The Cypriot economy can withstand external shocks, for example from geopolitical events such as the conflicts in Ukraine and the Middle East. This is despite the “direct impact” these conflicts have on energy prices but also on “the psychology and decisions of households and businesses”.
Other risks to the economy include climate change and cyberattacks.
“The healthy growth of the Cypriot economy and the broadening of the productive sectors make for an important safety net for absorbing shocks,” said the Central Bank governor.
He made mention of Moody’s double upgrading of Cyprus’ sovereign credit rating – from Baa2 to A3 – calling this “a major vote of confidence”.
Meantime inflation is expected to close out at 2.2 per cent for 2024 – a drop from the 3.9 per cent recorded in 2023.
This was below the medium-term target of 2 per cent inflation set by the European Central Bank.
The labour market is also demonstrating resilience, with unemployment falling.
On interest rates, Patsalides said they would remain “sufficiently restrictive” for as long as it takes in order to tackle inflation.
He conceded that interest rates in Cyprus are “less responsive” compared to other countries in the euro area.
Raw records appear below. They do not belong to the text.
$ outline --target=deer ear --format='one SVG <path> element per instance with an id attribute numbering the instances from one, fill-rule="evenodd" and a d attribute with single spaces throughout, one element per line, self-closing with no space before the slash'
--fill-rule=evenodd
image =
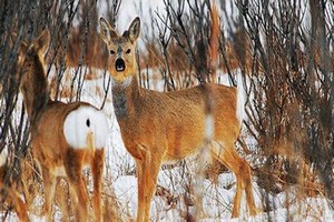
<path id="1" fill-rule="evenodd" d="M 112 38 L 118 37 L 109 22 L 102 17 L 100 18 L 100 34 L 106 43 L 109 43 Z"/>
<path id="2" fill-rule="evenodd" d="M 130 27 L 129 27 L 129 39 L 130 41 L 134 43 L 140 33 L 140 19 L 139 17 L 137 17 L 136 19 L 134 19 L 134 21 L 131 22 Z"/>
<path id="3" fill-rule="evenodd" d="M 45 29 L 39 37 L 33 41 L 33 47 L 38 51 L 41 51 L 45 53 L 49 47 L 50 43 L 50 31 L 49 29 Z"/>

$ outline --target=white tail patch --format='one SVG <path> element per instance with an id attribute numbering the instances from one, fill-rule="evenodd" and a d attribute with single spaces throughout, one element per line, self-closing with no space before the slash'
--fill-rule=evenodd
<path id="1" fill-rule="evenodd" d="M 79 107 L 71 111 L 63 122 L 66 141 L 75 149 L 105 148 L 108 134 L 106 114 L 92 107 Z"/>
<path id="2" fill-rule="evenodd" d="M 6 164 L 8 158 L 8 148 L 4 148 L 0 153 L 0 167 Z"/>
<path id="3" fill-rule="evenodd" d="M 237 75 L 237 109 L 236 114 L 239 123 L 243 123 L 244 114 L 245 114 L 245 90 L 243 87 L 243 74 L 238 73 Z"/>

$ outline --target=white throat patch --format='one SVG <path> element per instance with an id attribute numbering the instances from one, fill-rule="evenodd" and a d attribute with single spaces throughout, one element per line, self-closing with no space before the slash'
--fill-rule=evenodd
<path id="1" fill-rule="evenodd" d="M 134 78 L 136 78 L 136 77 L 134 77 Z M 127 77 L 124 81 L 117 81 L 117 80 L 115 80 L 112 77 L 111 77 L 111 87 L 121 87 L 121 88 L 127 88 L 127 87 L 129 87 L 130 85 L 130 83 L 131 83 L 131 81 L 132 81 L 132 77 Z"/>

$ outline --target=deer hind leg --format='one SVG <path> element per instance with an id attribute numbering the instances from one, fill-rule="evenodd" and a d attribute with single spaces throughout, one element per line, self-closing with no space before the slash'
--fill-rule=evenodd
<path id="1" fill-rule="evenodd" d="M 226 144 L 214 141 L 212 143 L 212 153 L 214 158 L 232 170 L 236 176 L 237 189 L 234 198 L 232 218 L 237 218 L 239 215 L 244 190 L 246 191 L 246 202 L 249 208 L 249 214 L 255 215 L 256 206 L 254 202 L 250 168 L 248 163 L 238 155 L 233 143 Z"/>
<path id="2" fill-rule="evenodd" d="M 96 150 L 91 162 L 91 172 L 94 179 L 94 213 L 96 221 L 102 221 L 101 208 L 101 189 L 102 189 L 102 173 L 105 165 L 105 150 Z"/>
<path id="3" fill-rule="evenodd" d="M 75 206 L 76 219 L 80 222 L 87 221 L 88 218 L 88 193 L 82 175 L 82 159 L 84 155 L 77 154 L 72 149 L 69 149 L 65 161 L 71 205 Z"/>
<path id="4" fill-rule="evenodd" d="M 0 190 L 4 189 L 0 182 Z M 12 189 L 7 189 L 7 196 L 6 196 L 6 201 L 8 202 L 9 205 L 11 205 L 13 208 L 13 210 L 16 211 L 16 213 L 18 214 L 19 221 L 21 222 L 28 222 L 29 218 L 28 218 L 28 213 L 27 213 L 27 205 L 24 204 L 24 202 L 21 200 L 20 194 L 18 193 L 17 189 L 14 189 L 14 185 Z M 2 196 L 1 196 L 2 198 Z M 0 202 L 2 203 L 2 200 L 0 198 Z"/>
<path id="5" fill-rule="evenodd" d="M 45 213 L 48 216 L 48 221 L 52 221 L 52 204 L 57 180 L 47 167 L 42 165 L 41 170 L 45 185 Z"/>
<path id="6" fill-rule="evenodd" d="M 137 221 L 149 221 L 150 203 L 154 196 L 163 155 L 143 151 L 143 160 L 137 160 L 138 171 L 138 212 Z"/>

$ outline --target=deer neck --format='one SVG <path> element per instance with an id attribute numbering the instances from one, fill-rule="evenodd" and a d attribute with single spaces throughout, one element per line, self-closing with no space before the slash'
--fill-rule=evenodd
<path id="1" fill-rule="evenodd" d="M 129 118 L 135 111 L 135 101 L 140 97 L 136 75 L 124 82 L 112 82 L 112 104 L 117 120 Z"/>
<path id="2" fill-rule="evenodd" d="M 26 68 L 21 79 L 21 92 L 30 123 L 35 124 L 49 101 L 48 81 L 39 61 Z"/>

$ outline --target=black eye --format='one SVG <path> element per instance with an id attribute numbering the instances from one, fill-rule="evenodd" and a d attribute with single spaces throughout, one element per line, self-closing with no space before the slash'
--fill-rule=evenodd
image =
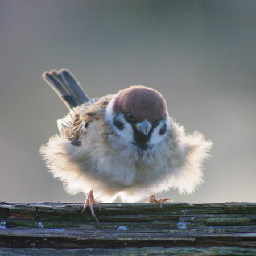
<path id="1" fill-rule="evenodd" d="M 126 115 L 126 117 L 127 117 L 127 119 L 128 120 L 129 120 L 129 121 L 133 121 L 133 115 L 131 114 L 131 113 L 129 113 Z"/>
<path id="2" fill-rule="evenodd" d="M 160 122 L 160 119 L 158 118 L 156 120 L 155 120 L 154 123 L 153 123 L 153 126 L 156 126 L 156 125 L 158 125 L 158 123 L 159 123 Z"/>

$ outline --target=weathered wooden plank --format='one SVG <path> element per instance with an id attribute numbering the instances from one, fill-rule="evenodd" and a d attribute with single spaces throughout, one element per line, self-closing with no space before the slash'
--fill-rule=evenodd
<path id="1" fill-rule="evenodd" d="M 171 248 L 163 248 L 162 247 L 151 247 L 144 248 L 121 248 L 121 249 L 102 249 L 89 248 L 79 249 L 1 249 L 1 256 L 9 256 L 10 255 L 255 255 L 256 249 L 251 248 L 233 248 L 230 247 L 211 247 L 209 248 L 195 248 L 188 247 L 174 247 Z"/>
<path id="2" fill-rule="evenodd" d="M 100 224 L 89 210 L 81 215 L 82 207 L 2 203 L 0 247 L 94 248 L 97 254 L 101 247 L 184 247 L 201 248 L 203 254 L 214 246 L 210 251 L 216 254 L 221 247 L 239 253 L 256 248 L 255 203 L 165 203 L 162 208 L 158 204 L 102 204 L 100 213 L 96 209 Z"/>

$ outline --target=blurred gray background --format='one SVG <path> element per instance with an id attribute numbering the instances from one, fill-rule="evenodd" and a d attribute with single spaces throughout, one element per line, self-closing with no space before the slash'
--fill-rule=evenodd
<path id="1" fill-rule="evenodd" d="M 92 97 L 160 92 L 214 142 L 205 183 L 175 201 L 256 201 L 255 1 L 0 1 L 0 201 L 83 202 L 38 153 L 68 109 L 42 80 L 67 68 Z"/>

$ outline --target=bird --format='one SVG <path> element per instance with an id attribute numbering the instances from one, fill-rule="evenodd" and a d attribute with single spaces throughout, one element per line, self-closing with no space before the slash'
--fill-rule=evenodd
<path id="1" fill-rule="evenodd" d="M 139 201 L 170 189 L 192 193 L 203 183 L 203 167 L 212 142 L 187 133 L 170 116 L 156 90 L 132 85 L 115 94 L 90 98 L 67 69 L 43 74 L 69 112 L 57 120 L 59 134 L 42 146 L 47 169 L 69 194 L 87 195 L 89 205 L 119 197 Z M 167 201 L 169 199 L 164 199 Z"/>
“The small size of our economy contributes to interest rates adjusting at a slower pace than they do in larger economies. The pace of adjustment is further slowed down by the excess liquidity in the Cypriot banking sector – the ratio of loans to deposits is at 49.3 per cent, compared to 106.5 per cent in the EU.”
Nonetheless, lending rates here have been trending downward. The interest rate on new business loans averaged at 5.32 per cent in September, compared to 6.06 per cent for the corresponding period last year.
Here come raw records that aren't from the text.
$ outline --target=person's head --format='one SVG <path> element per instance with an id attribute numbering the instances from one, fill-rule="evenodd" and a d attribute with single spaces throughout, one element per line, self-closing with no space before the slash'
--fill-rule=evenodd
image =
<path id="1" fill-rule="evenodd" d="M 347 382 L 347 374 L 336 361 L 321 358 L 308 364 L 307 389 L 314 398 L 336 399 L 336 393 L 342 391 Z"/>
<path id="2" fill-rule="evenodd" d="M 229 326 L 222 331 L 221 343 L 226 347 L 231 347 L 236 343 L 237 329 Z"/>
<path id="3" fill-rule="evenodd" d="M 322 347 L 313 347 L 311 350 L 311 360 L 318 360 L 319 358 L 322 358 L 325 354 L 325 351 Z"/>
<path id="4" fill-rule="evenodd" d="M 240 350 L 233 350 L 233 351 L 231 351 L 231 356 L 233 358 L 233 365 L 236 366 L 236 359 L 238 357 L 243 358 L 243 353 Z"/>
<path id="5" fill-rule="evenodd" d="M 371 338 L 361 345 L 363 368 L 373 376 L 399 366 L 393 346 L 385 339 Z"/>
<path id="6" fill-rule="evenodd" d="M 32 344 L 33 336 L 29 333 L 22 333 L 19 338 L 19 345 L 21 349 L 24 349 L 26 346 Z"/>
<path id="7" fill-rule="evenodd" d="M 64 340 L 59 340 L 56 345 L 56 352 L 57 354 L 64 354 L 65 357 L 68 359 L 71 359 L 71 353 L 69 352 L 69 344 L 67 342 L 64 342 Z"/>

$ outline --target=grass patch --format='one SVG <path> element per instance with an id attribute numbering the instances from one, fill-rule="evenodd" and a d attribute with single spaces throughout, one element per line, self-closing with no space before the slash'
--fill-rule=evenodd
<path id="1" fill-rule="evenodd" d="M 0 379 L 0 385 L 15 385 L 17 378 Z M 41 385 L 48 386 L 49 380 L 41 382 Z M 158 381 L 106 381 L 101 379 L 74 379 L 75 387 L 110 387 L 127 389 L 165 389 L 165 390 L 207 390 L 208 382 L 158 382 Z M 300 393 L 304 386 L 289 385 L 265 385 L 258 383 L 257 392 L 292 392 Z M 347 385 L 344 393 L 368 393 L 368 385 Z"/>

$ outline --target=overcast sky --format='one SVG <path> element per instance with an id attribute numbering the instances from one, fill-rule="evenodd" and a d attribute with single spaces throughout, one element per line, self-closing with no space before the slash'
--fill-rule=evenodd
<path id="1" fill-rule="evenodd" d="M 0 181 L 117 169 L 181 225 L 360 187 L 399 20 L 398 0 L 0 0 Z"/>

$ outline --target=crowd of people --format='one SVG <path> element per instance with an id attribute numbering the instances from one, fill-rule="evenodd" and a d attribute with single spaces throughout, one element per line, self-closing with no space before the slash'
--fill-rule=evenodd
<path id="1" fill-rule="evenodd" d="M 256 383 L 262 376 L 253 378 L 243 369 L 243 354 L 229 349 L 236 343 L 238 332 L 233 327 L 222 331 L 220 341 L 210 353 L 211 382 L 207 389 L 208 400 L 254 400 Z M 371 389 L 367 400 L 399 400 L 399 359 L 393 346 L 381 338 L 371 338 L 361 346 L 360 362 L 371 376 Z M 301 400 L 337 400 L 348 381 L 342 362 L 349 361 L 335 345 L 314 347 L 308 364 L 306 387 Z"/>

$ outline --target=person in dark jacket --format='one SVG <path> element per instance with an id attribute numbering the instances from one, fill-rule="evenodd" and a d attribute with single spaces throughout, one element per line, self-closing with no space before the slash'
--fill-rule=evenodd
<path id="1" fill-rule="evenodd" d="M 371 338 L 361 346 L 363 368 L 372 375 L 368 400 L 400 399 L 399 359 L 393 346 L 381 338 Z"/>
Likewise interest rates for new housing loans clocked at 4.53 per cent in September – down from 5.19 per cent in January.
Patsalides stated that the Central Bank of Cyprus (CBC) is “unsatisfied” with the gap between deposit and lending interest rates. However the CBC has no authority to intervene.
Responding to a question on whether the ‘windfall profits’ of commercial lenders should be taxed, the central bank boss said such a move might have unforeseen consequences and discourage foreign investment.
On crypto-currencies, Patsalides was skeptical, noting that there exist no reliable data as to the size of the market or the way in which prices are set.
The review of the Central Bank’s balance sheet marks the conclusion of parliament’s review of the 2025 state budget.
In her own remarks, MP Christiana Erotokritou, chair of the House finance committee, complained about the fact that semi-governmental organisations had once again not submitted their respective budgets on time.